Quick Answers About Phi Beta Sigma

What is Phi Beta Sigma fraternity known for?
Sigma is known for its motto “Culture For Service and Service For Humanity,” its “inclusive we” philosophy, its founding in 1914 at Howard as the first major Black fraternity built around explicit community service, and its constitutionally bound sister relationship with Zeta Phi Beta Sorority.

When and where was Phi Beta Sigma founded?
Phi Beta Sigma was founded on January 9, 1914 at Howard University in Washington, D.C. by A. Langston Taylor, Leonard F. Morse, and Charles I. Brown.
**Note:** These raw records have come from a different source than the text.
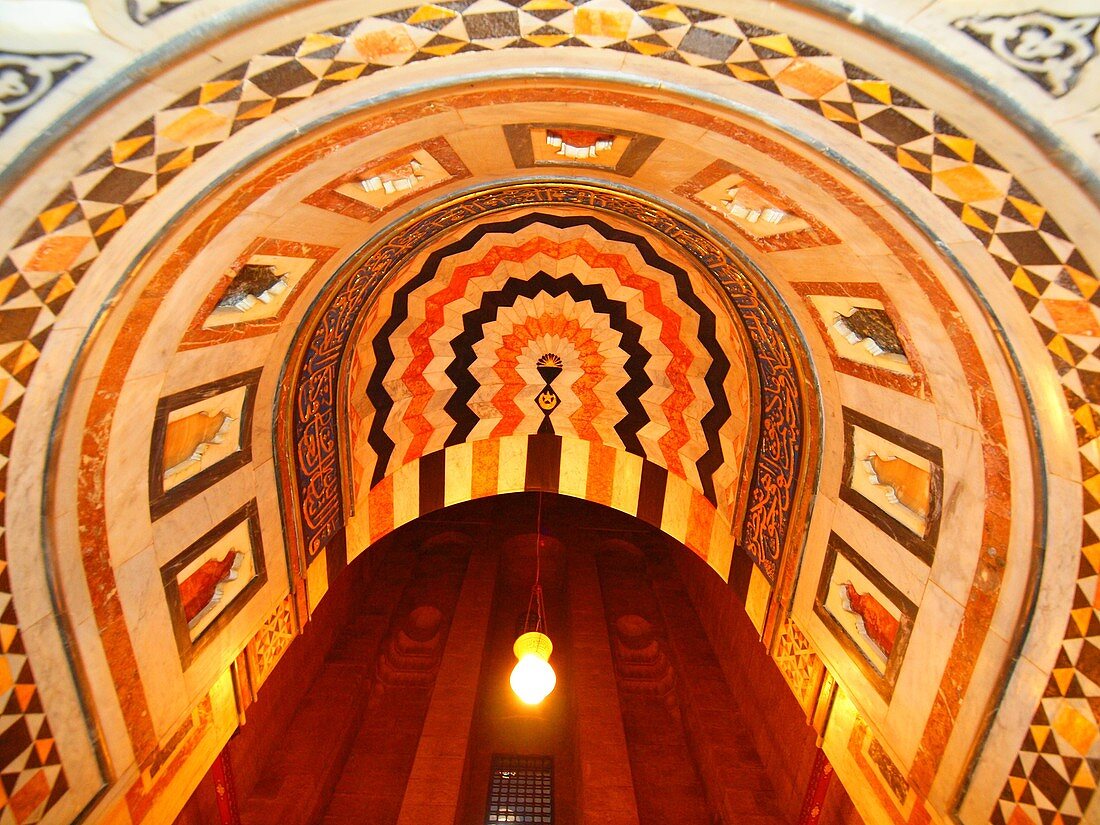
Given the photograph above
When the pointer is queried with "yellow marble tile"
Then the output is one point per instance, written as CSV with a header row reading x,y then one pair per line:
x,y
969,184
605,22
809,78
512,472
627,482
406,493
317,581
1073,726
459,462
677,507
194,127
719,554
573,476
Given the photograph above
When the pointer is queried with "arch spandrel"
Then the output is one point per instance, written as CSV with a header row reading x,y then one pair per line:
x,y
1051,292
774,462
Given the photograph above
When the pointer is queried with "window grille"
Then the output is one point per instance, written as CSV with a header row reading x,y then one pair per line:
x,y
520,790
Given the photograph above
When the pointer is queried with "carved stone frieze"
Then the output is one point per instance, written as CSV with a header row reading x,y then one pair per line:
x,y
1049,48
28,78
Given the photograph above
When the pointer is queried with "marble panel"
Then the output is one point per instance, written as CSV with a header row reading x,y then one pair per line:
x,y
199,437
211,581
870,618
317,580
894,480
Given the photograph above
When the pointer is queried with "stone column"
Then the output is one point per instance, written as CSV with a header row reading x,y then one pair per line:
x,y
431,795
605,785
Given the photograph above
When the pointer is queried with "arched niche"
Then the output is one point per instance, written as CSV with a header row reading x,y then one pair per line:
x,y
741,488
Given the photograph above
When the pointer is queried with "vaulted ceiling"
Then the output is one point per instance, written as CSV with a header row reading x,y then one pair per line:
x,y
782,286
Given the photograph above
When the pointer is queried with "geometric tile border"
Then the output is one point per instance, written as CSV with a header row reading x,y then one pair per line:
x,y
1049,275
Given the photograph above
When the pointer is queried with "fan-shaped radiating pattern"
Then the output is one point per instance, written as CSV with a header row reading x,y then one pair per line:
x,y
646,356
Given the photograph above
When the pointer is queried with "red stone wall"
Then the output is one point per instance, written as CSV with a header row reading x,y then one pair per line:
x,y
785,743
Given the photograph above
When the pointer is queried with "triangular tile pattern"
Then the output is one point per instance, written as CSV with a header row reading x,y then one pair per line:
x,y
41,271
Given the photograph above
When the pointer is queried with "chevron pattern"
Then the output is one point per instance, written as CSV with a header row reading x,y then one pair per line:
x,y
1049,275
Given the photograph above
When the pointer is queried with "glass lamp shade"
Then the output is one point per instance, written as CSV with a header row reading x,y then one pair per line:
x,y
532,679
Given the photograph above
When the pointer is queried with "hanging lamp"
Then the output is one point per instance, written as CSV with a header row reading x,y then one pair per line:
x,y
532,679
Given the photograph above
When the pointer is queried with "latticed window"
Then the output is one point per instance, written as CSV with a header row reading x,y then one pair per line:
x,y
520,790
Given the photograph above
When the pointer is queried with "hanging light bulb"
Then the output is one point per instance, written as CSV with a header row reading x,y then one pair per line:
x,y
532,679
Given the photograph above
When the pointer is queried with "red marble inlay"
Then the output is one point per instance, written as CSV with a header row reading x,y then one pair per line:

Why are Sigma and Zeta Phi Beta linked?
They are the only constitutionally bound sister-brother organization in Black Greek life. Zeta Phi Beta was founded at Howard in 1920 with the assistance of Sigma men Charles R. Taylor and A. Langston Taylor, and the bond is written into both organizations’ constitutions.

Who are the most prominent Sigmas in history?
Two African heads of state (Kwame Nkrumah and Nnamdi Azikiwe), George Washington Carver, James Weldon Johnson, John Lewis, Dr. Rod Paige, Huey P. Newton, and NFL Hall of Famers Jerry Rice and Emmitt Smith.